A game that was supposed to be about the Yankees’ newest acquisition turned into a coming-out party for another Royals pitcher, tonight’s starter Brady Singer. An overall strikeout fest ensued that few would have expected in a Jameson Taillon-Brady Singer duel, but in the end, Aaron Judge stole the show. The MVP front-runner belted another walk-off home run, though there was a reason why the entire offensive production for the Yankees tonight can be summed up in that one sentence. This was an old-fashioned pitchers’ duel all the way.

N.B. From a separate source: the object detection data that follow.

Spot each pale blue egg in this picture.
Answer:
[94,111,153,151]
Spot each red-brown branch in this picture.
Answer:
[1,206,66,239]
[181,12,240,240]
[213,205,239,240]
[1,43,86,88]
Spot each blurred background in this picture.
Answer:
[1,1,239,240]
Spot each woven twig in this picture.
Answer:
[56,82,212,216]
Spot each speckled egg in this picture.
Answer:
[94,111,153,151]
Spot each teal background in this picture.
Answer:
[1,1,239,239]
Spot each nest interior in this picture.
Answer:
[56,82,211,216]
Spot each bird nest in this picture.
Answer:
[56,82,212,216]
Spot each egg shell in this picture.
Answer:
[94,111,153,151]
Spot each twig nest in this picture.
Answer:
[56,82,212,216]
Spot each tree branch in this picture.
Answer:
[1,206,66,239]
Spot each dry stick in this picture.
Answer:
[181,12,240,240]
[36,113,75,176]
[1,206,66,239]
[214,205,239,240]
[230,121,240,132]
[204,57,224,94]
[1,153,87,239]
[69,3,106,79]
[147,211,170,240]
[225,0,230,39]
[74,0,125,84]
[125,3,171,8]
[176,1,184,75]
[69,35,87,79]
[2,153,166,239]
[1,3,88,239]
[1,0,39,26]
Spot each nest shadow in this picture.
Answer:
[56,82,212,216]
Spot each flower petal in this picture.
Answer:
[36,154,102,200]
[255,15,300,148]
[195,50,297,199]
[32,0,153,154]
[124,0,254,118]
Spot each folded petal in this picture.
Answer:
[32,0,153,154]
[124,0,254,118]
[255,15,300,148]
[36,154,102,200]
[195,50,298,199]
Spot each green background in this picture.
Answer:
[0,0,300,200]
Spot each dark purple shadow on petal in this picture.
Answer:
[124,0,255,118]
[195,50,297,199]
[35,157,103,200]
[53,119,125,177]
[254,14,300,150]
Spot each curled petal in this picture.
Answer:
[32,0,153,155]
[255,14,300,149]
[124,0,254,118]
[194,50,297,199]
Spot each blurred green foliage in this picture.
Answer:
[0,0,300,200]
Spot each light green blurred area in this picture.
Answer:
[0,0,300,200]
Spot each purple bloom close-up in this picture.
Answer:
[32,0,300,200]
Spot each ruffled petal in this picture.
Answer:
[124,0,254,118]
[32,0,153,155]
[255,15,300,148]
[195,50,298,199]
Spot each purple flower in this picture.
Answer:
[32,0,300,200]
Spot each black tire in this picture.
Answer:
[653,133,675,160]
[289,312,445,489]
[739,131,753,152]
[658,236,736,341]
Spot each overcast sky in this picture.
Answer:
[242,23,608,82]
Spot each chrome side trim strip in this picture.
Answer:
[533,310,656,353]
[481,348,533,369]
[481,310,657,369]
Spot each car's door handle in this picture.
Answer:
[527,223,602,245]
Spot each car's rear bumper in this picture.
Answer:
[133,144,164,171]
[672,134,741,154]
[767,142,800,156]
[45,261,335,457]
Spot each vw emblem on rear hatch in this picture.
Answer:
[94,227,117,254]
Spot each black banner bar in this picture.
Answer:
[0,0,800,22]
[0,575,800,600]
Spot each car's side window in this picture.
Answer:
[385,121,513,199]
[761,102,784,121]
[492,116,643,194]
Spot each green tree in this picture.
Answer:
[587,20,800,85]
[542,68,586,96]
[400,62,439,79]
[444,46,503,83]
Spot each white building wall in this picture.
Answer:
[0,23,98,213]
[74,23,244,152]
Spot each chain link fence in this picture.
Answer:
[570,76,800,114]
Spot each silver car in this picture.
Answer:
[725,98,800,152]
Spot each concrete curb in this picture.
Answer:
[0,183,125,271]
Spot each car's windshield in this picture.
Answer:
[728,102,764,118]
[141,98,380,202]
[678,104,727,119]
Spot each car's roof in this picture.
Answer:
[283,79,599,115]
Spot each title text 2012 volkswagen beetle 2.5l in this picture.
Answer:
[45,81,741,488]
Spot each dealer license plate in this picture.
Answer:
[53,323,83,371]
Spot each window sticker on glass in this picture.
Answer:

The Singer/Taillon starting pitcher matchup combined for 18 punchouts on 13 innings in a quiet night for both offenses. It was ultimately left to the bullpens to determine who was going to blink first and cough up the lead.
The Yankees have not been at their best as of late, and they faced a starter that has been at his best, coming off a career-high 12-strikeout outing in his last start. Singer had his way against this powerful Yankees lineup like he was just pitching just another game. Signs of the night that was ahead of us came very early on, when Singer struck Benintendi out on three pitches in the first, finishing him off with a sinker that ran back at the inside part of the plate.
The blueprint for Singer was the same that it has been through this successful run of starts, sinkers for called strikes (he earned 20 of them on the night), and sliders for whiffs, specifically back-foot sliders to the left-handed batters and low and away to righties.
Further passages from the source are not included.